Yorgos Lanthimos and his co-writer Efthymis Filippou won the Best Screenplay award at the Cannes Film Festival for The Killing of a Sacred Deer and it’s easy to see why. Through their dialogue, a wonderfully off-kilter tone is established. There’s an undercurrent of satire and incredibly pitch-black comedy running throughout the film, which prevents it from being the bleak experience it could otherwise have been.
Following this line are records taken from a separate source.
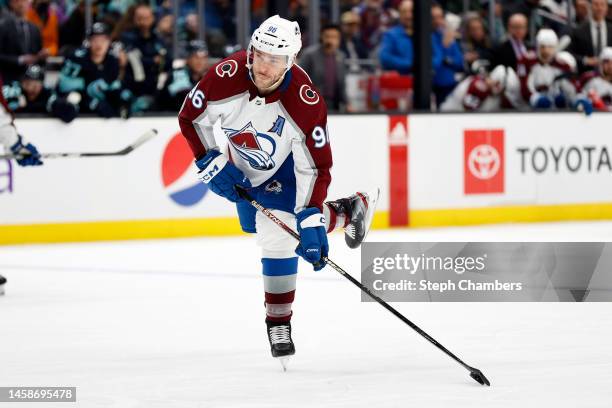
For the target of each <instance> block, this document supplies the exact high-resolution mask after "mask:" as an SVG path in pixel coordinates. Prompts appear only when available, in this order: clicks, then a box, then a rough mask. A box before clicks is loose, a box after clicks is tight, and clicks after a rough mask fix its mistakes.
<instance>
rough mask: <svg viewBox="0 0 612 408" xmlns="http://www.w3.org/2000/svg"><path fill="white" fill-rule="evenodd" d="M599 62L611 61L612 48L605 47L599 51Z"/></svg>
mask: <svg viewBox="0 0 612 408" xmlns="http://www.w3.org/2000/svg"><path fill="white" fill-rule="evenodd" d="M599 60H600V61H611V60H612V47H606V48H604V49H603V50H601V54H599Z"/></svg>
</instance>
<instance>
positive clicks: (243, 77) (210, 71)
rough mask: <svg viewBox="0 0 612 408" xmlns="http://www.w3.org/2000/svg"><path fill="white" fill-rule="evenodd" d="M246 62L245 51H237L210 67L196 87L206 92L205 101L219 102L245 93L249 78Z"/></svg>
mask: <svg viewBox="0 0 612 408" xmlns="http://www.w3.org/2000/svg"><path fill="white" fill-rule="evenodd" d="M246 62H247V57H246V51H238V52H235V53H234V54H232V55H230V56H229V57H227V58H224V59H222V60H221V61H219V62H218V63H216V64H215V65H214V66H212V67H211V68H210V69H209V70H208V72H207V73H206V75H205V76H204V78H202V80H201V81H200V84H199V85H198V87H199V88H201V89H204V90H206V91H208V95H206V94H205V96H206V98H207V100H209V101H219V100H223V99H226V98H229V97H232V96H234V95H238V94H241V93H243V92H245V91H247V90H248V89H249V86H250V84H251V78H250V77H249V71H248V69H247V67H246Z"/></svg>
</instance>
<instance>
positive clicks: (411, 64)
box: [379, 0, 414, 75]
mask: <svg viewBox="0 0 612 408" xmlns="http://www.w3.org/2000/svg"><path fill="white" fill-rule="evenodd" d="M398 10H399V24H398V25H396V26H395V27H393V28H390V29H389V30H387V31H386V32H385V34H384V35H383V38H382V42H381V45H380V51H379V58H380V62H381V65H382V67H383V69H386V70H393V71H397V72H399V73H400V74H403V75H408V74H410V73H411V72H412V64H413V58H414V50H413V46H412V29H413V26H412V10H413V3H412V0H404V1H402V2H401V3H400V5H399V7H398Z"/></svg>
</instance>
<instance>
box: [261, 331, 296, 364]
mask: <svg viewBox="0 0 612 408" xmlns="http://www.w3.org/2000/svg"><path fill="white" fill-rule="evenodd" d="M266 325H267V327H268V341H269V342H270V351H271V352H272V357H274V358H277V359H278V361H279V362H280V363H281V366H283V371H287V364H288V362H289V358H290V357H291V356H292V355H294V354H295V346H294V345H293V340H292V339H291V322H287V323H279V322H272V321H270V320H267V319H266Z"/></svg>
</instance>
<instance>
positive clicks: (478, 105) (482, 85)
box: [462, 76, 491, 111]
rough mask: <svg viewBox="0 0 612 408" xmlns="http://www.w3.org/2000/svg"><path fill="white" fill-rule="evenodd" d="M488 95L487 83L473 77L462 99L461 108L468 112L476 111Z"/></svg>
mask: <svg viewBox="0 0 612 408" xmlns="http://www.w3.org/2000/svg"><path fill="white" fill-rule="evenodd" d="M490 95H491V90H490V89H489V85H487V82H486V81H485V80H484V79H483V78H481V77H480V76H474V78H473V79H472V81H471V82H470V85H469V86H468V89H467V92H466V93H465V96H464V97H463V101H462V102H463V107H464V108H465V110H468V111H471V110H476V109H478V108H479V107H480V105H482V103H483V102H484V100H485V99H487V98H488V97H489V96H490Z"/></svg>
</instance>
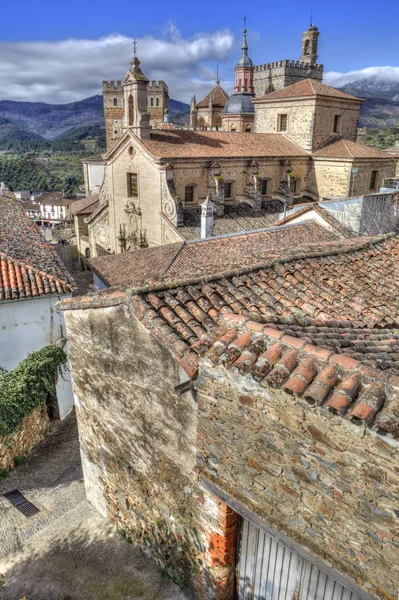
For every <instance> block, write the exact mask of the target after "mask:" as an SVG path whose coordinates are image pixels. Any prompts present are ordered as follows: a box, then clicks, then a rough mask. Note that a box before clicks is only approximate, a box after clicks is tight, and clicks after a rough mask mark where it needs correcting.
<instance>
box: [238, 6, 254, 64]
mask: <svg viewBox="0 0 399 600" xmlns="http://www.w3.org/2000/svg"><path fill="white" fill-rule="evenodd" d="M241 50H242V53H241V58H240V60H239V61H238V63H237V67H252V60H251V59H250V58H249V56H248V42H247V17H244V30H243V35H242V44H241Z"/></svg>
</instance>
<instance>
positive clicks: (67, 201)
mask: <svg viewBox="0 0 399 600" xmlns="http://www.w3.org/2000/svg"><path fill="white" fill-rule="evenodd" d="M38 200H39V202H40V204H51V205H54V206H69V205H70V204H73V202H75V201H76V200H77V198H76V196H74V197H71V198H66V197H65V196H64V193H63V192H48V193H46V194H42V195H41V196H39V197H38Z"/></svg>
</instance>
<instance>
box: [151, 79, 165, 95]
mask: <svg viewBox="0 0 399 600" xmlns="http://www.w3.org/2000/svg"><path fill="white" fill-rule="evenodd" d="M148 89H149V90H153V91H160V92H163V91H166V92H169V88H168V86H167V85H166V83H165V82H164V81H163V80H162V79H160V80H159V81H155V80H153V81H151V82H150V83H149V84H148Z"/></svg>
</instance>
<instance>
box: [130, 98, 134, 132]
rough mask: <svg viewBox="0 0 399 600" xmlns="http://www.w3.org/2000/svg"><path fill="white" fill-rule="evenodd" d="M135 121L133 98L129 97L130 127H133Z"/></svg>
mask: <svg viewBox="0 0 399 600" xmlns="http://www.w3.org/2000/svg"><path fill="white" fill-rule="evenodd" d="M133 121H134V105H133V96H132V95H130V96H129V125H130V126H131V125H133Z"/></svg>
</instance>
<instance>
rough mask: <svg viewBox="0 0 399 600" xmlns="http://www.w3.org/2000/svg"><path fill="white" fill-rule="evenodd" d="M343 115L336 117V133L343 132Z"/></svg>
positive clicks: (335, 122) (335, 130) (334, 127)
mask: <svg viewBox="0 0 399 600" xmlns="http://www.w3.org/2000/svg"><path fill="white" fill-rule="evenodd" d="M341 122H342V116H341V115H335V117H334V133H341Z"/></svg>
However, if you put this dialogue in other hands it could sound utterly banal. Its effectiveness comes as much from how its performed as from how its written. The dialogue is spoken in a very tightly wound, severe manner that feels both stilted and highly performative. The result is that the most absurd of lines are delivered in the most straight-faced of manners. The age-old critical question of whether quality was there on the page or brought through the performances is made redundant, as it is clear we are watching a perfect synthesis of the two and a pure realization of a director's vision. You’ll never hear more foreboding conversations about watchstraps or how to eat spaghetti. I knew this film had succeeded when, days after, I ate spaghetti and all I could think about was this film's chilling monologue on how it's done.
Meanwhile, Nicole Kidman continues what has been a phenomenal run of work. With The Beguiled earlier this year (also co-starring Colin Farrell) and her work on the small screen in Big Little Lies, she is arguably the in-form actress of the moment. Here, Kidman gives the sort of icy, steely performance she does so well, as her character takes matters into her own hands (quite literally in one scene) and manipulates those around her.
However, the star of the show is undoubtedly Barry Keoghan. Best known to audiences as George from Dunkirk ("I'll be useful, sir.") Keoghan delivers a career-turning performance here. As the mysterious Martin, he commands your attention whenever he's on screen. At first you're scanning his face for clues, as you try to decipher the nature of his relationship with Colin Farrell's character. Then, as the narrative progresses and his motivations become clear, you find yourself both terrified and entranced by his presence. Polite and psychotic in equal measure, it's one of the finest performances of the year so far. In terms of career impact, it could do for him what We Need To Talk About Kevin did for Ezra Miller.
By the time The Killing of a Sacred Deer reaches its crescendo, your heart will be in your mouth as one of the year’s most intense scenes plays out. While its humour may be too pitch-black for some, or its conclusion too bleak, in terms of uniqueness and sheer uncompromising vision, The Killing of a Sacred Deer is one of the year’s best films.